A edição brasileira, lançada pela Mythos, segue o padrão original da IDW. Capa dura com reserva de verniz, papel de maior gramatura em suas 312 páginas e uma boa impressão valorizam o produto apesar do preço salgado de R$ 99,90. Muitos leitores reclamam de alguns títulos lançados em capa dura por aqui, mas neste caso é justificável na comparação com o gringo. A única ressalva fica por conta da tradução, de Jotapê Martins e Fernando Bertacchini. O primeiro é uma personalidade bastante conhecida no meio editorial de quadrinhos brasileiro, cujo trabalho como tradutor costuma incomodar alguns leitores pelas suas escolhas na adaptação de algumas gírias e expressões, entre outras coisas. O que é curioso neste trabalho específico é que os codinomes dos Next Men não foram traduzidos. Entendo que o nome da série realmente seria um problema, pois abarca um significado maior do que a soma das duas palavras, mas é estranho manter palavras em inglês onde não era preciso pensar muito para resolver.

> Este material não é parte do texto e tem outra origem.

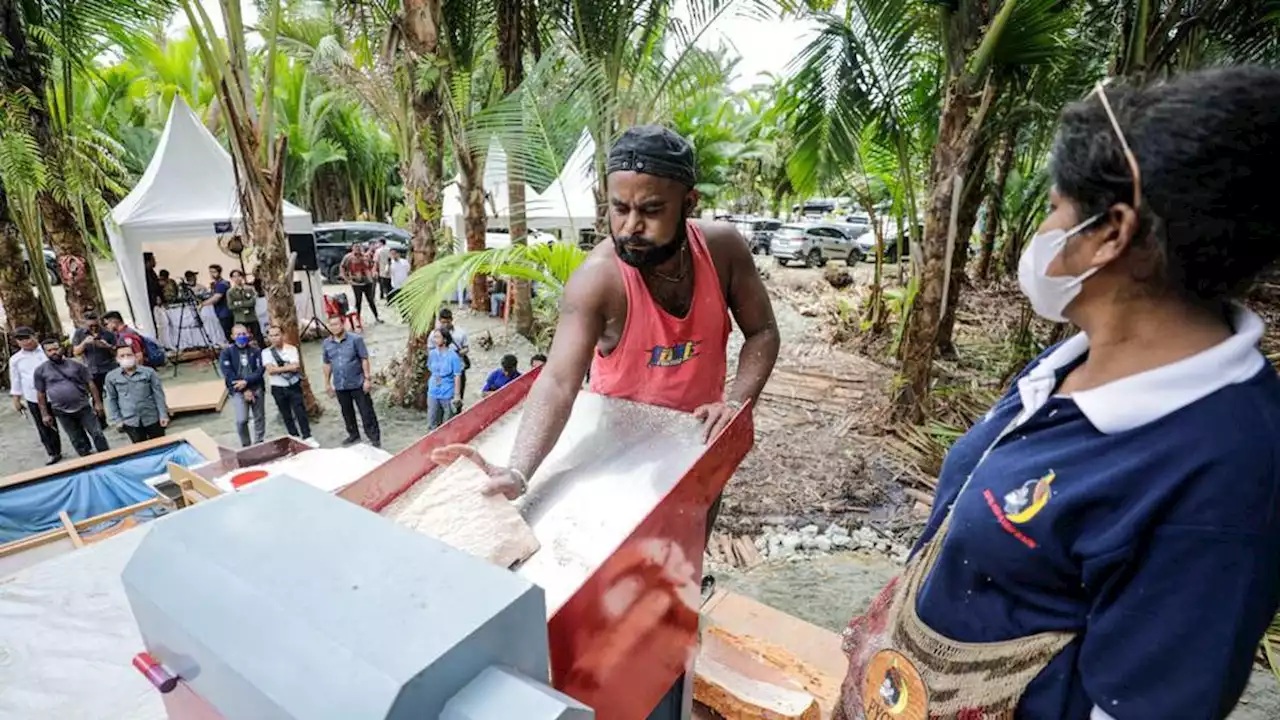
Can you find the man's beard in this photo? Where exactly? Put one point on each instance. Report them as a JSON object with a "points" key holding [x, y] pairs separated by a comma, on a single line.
{"points": [[645, 253]]}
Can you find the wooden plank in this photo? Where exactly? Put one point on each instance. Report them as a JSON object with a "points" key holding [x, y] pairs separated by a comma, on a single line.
{"points": [[197, 440], [71, 529], [196, 397], [818, 648]]}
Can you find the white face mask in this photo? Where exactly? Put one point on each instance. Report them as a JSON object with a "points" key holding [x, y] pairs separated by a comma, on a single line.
{"points": [[1050, 295]]}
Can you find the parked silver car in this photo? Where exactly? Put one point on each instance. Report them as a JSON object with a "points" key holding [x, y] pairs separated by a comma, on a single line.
{"points": [[813, 244]]}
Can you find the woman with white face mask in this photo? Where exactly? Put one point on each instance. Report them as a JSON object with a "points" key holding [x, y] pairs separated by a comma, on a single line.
{"points": [[1106, 541]]}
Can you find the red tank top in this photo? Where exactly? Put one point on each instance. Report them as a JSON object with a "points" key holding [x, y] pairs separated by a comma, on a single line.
{"points": [[676, 363]]}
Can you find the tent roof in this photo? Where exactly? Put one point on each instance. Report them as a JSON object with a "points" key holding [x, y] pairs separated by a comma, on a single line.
{"points": [[187, 187]]}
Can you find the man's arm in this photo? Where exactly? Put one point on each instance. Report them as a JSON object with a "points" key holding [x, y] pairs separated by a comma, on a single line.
{"points": [[749, 301], [551, 400], [158, 391], [113, 405]]}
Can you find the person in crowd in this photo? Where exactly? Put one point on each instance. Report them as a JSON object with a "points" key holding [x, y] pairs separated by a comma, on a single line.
{"points": [[191, 282], [497, 296], [1106, 537], [242, 302], [499, 378], [242, 372], [22, 388], [135, 397], [398, 273], [168, 288], [383, 264], [155, 291], [357, 270], [443, 390], [96, 346], [65, 391], [216, 300], [284, 374], [458, 342], [346, 374], [124, 335]]}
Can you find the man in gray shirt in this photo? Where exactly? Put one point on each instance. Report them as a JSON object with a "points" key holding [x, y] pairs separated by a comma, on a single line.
{"points": [[135, 397], [64, 390], [346, 374]]}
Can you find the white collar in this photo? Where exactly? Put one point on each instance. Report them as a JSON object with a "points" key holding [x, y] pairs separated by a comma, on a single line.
{"points": [[1137, 400]]}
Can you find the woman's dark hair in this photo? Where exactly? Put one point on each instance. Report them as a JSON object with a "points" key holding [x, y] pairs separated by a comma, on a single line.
{"points": [[1207, 145]]}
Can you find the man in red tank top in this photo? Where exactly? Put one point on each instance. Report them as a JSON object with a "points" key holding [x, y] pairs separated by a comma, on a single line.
{"points": [[648, 310]]}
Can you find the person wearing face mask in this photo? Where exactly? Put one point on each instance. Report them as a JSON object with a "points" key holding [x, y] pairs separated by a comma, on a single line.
{"points": [[135, 397], [648, 310], [1107, 536], [243, 373], [65, 391]]}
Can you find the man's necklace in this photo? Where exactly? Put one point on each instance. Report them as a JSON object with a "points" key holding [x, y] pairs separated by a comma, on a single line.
{"points": [[680, 276]]}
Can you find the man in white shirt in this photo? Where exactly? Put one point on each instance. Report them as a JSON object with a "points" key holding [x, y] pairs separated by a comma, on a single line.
{"points": [[398, 273], [383, 261], [284, 377], [22, 388]]}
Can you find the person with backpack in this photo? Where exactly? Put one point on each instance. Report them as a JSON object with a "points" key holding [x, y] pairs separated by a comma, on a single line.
{"points": [[145, 350], [284, 374]]}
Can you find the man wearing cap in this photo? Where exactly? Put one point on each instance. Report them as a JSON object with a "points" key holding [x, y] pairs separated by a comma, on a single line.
{"points": [[22, 388]]}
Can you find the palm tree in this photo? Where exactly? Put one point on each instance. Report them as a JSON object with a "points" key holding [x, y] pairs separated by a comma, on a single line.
{"points": [[36, 32], [257, 154], [981, 40]]}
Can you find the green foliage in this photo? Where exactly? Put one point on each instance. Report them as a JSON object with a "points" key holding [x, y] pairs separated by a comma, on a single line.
{"points": [[549, 265]]}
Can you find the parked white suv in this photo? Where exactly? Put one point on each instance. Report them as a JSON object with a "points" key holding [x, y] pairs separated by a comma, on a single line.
{"points": [[813, 244]]}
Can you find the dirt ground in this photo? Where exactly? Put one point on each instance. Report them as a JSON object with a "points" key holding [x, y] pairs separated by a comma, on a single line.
{"points": [[821, 447]]}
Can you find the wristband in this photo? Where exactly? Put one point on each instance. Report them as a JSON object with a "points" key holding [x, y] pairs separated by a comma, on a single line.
{"points": [[524, 481]]}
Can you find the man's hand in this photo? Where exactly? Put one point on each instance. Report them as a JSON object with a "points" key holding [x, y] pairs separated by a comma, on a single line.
{"points": [[502, 481], [714, 417]]}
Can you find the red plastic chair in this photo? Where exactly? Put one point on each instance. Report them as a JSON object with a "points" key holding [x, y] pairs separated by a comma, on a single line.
{"points": [[351, 318]]}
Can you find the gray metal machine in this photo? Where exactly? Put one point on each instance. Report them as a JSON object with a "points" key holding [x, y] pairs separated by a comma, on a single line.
{"points": [[287, 602]]}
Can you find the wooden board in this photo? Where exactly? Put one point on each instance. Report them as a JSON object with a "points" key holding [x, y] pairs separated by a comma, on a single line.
{"points": [[196, 397], [197, 438], [818, 650], [452, 509]]}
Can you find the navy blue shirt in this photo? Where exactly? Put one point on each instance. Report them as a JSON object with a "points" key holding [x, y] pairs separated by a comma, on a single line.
{"points": [[344, 360], [1141, 515], [220, 308]]}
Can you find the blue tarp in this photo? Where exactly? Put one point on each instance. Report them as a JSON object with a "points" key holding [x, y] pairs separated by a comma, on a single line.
{"points": [[32, 507]]}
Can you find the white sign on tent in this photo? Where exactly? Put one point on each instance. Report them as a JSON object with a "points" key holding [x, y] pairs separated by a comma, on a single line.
{"points": [[179, 209]]}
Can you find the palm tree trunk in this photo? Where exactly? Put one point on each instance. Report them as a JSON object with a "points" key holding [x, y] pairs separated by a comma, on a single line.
{"points": [[995, 205], [510, 57], [954, 155], [19, 301], [965, 219]]}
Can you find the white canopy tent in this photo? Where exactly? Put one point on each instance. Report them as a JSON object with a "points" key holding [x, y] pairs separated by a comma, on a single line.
{"points": [[184, 201], [567, 205]]}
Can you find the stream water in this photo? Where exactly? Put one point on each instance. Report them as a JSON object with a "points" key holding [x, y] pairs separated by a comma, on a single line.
{"points": [[828, 591]]}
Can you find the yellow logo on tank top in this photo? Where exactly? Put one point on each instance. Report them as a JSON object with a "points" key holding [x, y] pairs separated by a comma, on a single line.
{"points": [[672, 355], [1027, 501]]}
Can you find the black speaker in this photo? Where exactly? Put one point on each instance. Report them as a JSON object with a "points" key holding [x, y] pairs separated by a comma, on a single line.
{"points": [[305, 246]]}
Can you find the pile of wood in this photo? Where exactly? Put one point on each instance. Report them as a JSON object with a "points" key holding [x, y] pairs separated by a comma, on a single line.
{"points": [[737, 551]]}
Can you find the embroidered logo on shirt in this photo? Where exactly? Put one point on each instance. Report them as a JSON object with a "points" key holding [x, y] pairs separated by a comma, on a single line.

Nathan é Scanner -neste caso é aceitável, pois não temos um similar aqui – mas fora esse, Danny é Sprint, Jack é Brawn, Jazz é Bounce e Bethany é Hardbody. Seria algum tipo de exigência da editora ou uma opção equivocada mesmo? Afinal, o mesmo Jotapê assinava uma coluna na saudosa versão brasileira da revista Wizard, publicada pela editora Globo, e na edição 2, de setembro de 1996, o assunto era justamente tradução de nomes de personagens, que ele defendia veementemente, citando exemplos em que foi responsável pela adaptação dos mesmos. Ele estava certo, ao menos no conceito principal, e acho que a ideia continua valendo.
Só para concluir, Next Men Vol. 1 é uma leitura que vale o tempo investido, se você gosta de super-heróis e/ou ficção científica. Além disso, é bem interessante comparar como a forma de contar esse tipo de história mudou de quinze anos para cá. Se a mudança foi para melhor ou pior, vai do entendimento de cada um. Cabem ainda reflexões sobre o momento atual do mercado em relação à época do surgimento desses personagens, por que a IDW resolveu bancar a série depois de tanto tempo e como as grandes editoras não aprenderam muita coisa. Também vale pelo trabalho de um artista que se encontrava no auge da forma. Na torcida para que a Mythos publique os próximos álbuns, junto com a fase mais recente e seu encerramento. Se essas histórias são tão divertidas quanto as primeiras, já está bom demais.